When I met with Joi the other week I proposed that in support of Emergent Democracy,  blogspace polling mechanism could make opinions explicit.  This could provide an open means of meritocracy for sourcing memes for the Journal of Emergent Democracy.  One of Joi's main points in the paper was that direct polling breaks down the barriers between decision makers and their constituents.

Kevin Marks then had a brilliant idea of extending 'a href' tags.  This would serve both the polling mechanism and the metadata could be used by search engines. 

The latter is similar to the idea I had on Anti-links. Not all links are created equal.  Now that real people are participating in building the web, instead of just navigating it, the demands are straining its structure.  A peace-blogger wants to link to a war-blogger without giving them a "vote" by linking according to Google. And vice-versa.  Doing so is actually a positive for connecting two otherwise isolated communities.  Like Valdis Krebs' analysis of book purchasing data where authors from the left and the right currently do not cross-cite, the state today keeps bloggers from doing so because they fear adding legitimacy to those they disagee with.

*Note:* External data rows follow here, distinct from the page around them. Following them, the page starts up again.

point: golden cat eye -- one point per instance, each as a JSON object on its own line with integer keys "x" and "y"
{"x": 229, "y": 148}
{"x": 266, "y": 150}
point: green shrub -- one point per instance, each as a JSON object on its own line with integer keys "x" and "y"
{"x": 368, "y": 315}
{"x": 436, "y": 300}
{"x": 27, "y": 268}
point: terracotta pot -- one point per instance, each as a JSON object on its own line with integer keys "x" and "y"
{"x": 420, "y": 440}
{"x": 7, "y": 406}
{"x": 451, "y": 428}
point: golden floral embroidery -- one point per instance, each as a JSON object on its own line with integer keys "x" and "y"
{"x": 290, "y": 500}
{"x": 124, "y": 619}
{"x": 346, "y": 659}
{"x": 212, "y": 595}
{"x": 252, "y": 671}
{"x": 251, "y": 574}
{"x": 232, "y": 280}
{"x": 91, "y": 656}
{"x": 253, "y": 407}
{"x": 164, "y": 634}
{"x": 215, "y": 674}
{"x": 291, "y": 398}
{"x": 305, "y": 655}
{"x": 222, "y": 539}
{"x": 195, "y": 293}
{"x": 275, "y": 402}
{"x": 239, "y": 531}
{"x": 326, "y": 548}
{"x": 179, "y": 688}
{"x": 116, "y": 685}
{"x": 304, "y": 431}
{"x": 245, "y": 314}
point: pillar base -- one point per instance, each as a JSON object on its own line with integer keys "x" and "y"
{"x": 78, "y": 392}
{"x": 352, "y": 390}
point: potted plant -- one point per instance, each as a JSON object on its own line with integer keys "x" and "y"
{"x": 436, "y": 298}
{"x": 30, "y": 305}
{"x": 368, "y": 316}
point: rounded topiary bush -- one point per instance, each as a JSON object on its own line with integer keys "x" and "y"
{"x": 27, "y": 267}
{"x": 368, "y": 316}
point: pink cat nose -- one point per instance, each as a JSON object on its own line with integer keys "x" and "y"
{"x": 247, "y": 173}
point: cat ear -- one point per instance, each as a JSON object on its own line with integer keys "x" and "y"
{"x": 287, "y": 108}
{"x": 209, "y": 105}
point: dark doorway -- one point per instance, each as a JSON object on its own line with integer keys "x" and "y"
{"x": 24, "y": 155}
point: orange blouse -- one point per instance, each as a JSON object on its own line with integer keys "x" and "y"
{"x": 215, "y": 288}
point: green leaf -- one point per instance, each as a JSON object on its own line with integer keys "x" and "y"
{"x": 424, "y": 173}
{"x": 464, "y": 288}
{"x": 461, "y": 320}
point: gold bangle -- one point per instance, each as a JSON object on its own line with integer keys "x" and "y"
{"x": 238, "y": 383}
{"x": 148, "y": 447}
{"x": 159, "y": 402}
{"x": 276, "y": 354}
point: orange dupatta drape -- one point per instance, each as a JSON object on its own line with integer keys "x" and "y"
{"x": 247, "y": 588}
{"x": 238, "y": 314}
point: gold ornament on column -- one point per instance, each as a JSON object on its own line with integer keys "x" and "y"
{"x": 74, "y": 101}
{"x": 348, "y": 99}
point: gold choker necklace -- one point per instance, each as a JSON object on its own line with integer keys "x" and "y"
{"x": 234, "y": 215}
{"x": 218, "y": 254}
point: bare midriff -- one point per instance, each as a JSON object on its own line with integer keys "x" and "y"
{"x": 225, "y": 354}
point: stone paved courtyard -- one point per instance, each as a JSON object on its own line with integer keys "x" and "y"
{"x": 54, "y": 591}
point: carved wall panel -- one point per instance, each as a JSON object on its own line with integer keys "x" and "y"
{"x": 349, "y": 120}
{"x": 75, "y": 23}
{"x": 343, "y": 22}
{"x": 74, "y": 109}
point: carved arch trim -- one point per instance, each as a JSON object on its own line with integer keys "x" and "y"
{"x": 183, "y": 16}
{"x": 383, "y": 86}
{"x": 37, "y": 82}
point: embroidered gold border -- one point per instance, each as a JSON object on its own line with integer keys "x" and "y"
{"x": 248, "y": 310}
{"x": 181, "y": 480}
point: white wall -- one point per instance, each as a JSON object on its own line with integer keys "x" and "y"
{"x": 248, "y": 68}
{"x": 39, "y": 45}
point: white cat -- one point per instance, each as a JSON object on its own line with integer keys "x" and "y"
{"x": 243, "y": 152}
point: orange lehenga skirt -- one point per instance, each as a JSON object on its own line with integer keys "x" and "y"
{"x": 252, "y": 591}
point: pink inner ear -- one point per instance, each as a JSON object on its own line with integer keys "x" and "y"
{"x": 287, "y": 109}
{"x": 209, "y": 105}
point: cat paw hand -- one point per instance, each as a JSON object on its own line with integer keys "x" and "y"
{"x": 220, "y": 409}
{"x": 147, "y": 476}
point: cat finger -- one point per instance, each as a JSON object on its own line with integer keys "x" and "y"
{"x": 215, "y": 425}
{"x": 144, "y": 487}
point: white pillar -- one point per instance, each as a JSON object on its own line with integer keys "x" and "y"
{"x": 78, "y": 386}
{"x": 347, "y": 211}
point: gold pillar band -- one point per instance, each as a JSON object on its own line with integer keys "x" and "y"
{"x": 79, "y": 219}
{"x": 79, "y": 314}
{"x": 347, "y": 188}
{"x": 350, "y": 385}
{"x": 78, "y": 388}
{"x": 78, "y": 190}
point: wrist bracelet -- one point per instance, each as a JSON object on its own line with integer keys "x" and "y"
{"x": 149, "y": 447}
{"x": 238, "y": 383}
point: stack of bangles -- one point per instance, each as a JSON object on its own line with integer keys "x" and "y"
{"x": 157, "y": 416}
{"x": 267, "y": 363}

But lets not forget the core purpose of this is polling opinions explictly.  There has been a flurry of discussion on the Emergent Discussion list yesterday and overnight.  Kevin floated a straw-man proposal (a ha! polling on polling):

I propose that we add an optional attribute to the <a> (link) tag in HTML. Its name is 'vote'. Its value can be "+" "0" or "-", representing agreement, abstention or indifference, and disagreement respectively.

An untagged link is deemed to have value "+".

Additional human-readable commentary can be added using the existing 'title' attribute, which most browsers show as a rollover.

Im in agreement with the exception of the name.  I had suggested Social Tags because they enable social judgement on content (keep in mind this is not polling opinions of people, ad hominem is not substantive argument).  But the idea is more than social.

Opinion Tags enable explicit polled opinion of memes.  This is different than "Voting" where people are making decisions, has negative direct democracy connotations and lacks connection to the popular understanding of the term. This can enable a new round of innovation that centers on engaging participants to shape the web, allos new diliberative polling groups to form and presents their opinions in new ways.